STL

Parts of the Standard Template Library (STL), in particular its container types, are the de facto equivalent of Python’s builtin types. STL is written in C++ and Python bindings of it are fully functional as-is, but are much more useful when pluggable into idiomatic expressions where Python builtin containers are expected (e.g. in list contractions).
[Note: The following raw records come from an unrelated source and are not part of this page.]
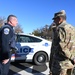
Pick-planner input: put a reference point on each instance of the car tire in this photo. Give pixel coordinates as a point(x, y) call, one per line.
point(40, 58)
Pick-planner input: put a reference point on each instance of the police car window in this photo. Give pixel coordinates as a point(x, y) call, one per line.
point(25, 38)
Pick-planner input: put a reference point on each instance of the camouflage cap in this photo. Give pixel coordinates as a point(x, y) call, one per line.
point(59, 14)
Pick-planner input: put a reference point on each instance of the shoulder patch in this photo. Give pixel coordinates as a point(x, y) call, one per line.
point(6, 31)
There are two extremes to achieve such drop-in behavior: copy into Python builtins, so that the Python-side always deals with true Python objects; or adjust the C++ interfaces to be the same as their Python equivalents. Neither is very satisfactory: the former is not because of the existence of global/static variables and return-by-reference. If only a copy is available, then expected modifications do not propagate. Copying is also either slow (when copying every time) or memory intensive (if the results are cached). Filling out the interfaces may look more appealing, but all operations then involve C++ function calls, which can be slower than the Python equivalents, and C++-style error handling.

Given that neither choice will satisfy all cases, cppyy aims to maximize functionality and minimum surprises based on common use. Thus, for example, std::vector grows a pythonistic __len__ method, but does not lose its C++ size method. Passing a Python container through a const reference to a std::vector will trigger automatic conversion, but such an attempt through a non-const reference will fail since a non-temporary C++ object is required [1] to return any updates/changes.
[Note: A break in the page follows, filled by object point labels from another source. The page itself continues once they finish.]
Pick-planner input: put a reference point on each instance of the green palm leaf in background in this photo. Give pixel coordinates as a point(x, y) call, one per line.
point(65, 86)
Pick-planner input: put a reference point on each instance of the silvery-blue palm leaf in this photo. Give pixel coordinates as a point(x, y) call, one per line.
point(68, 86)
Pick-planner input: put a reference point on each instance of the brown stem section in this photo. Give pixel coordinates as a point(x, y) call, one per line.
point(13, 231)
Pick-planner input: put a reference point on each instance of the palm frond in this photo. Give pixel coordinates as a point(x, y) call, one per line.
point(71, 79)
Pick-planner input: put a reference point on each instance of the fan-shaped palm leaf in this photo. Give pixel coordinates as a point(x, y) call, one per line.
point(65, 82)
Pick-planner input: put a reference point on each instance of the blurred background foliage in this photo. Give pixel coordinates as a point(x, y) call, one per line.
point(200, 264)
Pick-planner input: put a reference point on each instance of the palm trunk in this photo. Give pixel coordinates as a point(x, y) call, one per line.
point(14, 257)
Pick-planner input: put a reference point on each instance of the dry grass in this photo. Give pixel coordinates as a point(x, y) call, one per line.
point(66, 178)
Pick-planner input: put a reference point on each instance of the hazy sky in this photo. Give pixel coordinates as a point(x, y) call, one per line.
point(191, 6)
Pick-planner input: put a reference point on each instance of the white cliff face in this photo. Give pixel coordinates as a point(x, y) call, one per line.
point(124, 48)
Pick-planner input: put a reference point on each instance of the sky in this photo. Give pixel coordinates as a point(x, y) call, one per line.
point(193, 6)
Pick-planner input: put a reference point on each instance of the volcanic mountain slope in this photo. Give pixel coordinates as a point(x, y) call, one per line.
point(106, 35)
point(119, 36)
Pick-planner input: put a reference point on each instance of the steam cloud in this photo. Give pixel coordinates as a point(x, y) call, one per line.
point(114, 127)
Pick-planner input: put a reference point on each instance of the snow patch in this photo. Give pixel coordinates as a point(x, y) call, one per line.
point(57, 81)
std::string is almost always converted to Python’s str on function returns (the exception is return-by-reference when assigning), but not when its direct use is more likely such as in the case of (global) variables or when iterating over a std::vector<std::string>.

The rest of this section shows examples of how STL containers can be used in a natural, pythonistic, way.

vector

A std::vector is the most commonly used C++ container type because it is more efficient and performant than specialized types such as list and map, unless the number of elements gets very large. Python has several similar types, from the builtin tuple and list, the array from builtin module array, to “as-good-as-builtin” numpy.ndarray. A vector is more like the latter two in that it can contain only one type, but more like the former two in that it can contain objects. In practice, it can interplay well with all these containers, but e.g. efficiency and performance can differ significantly.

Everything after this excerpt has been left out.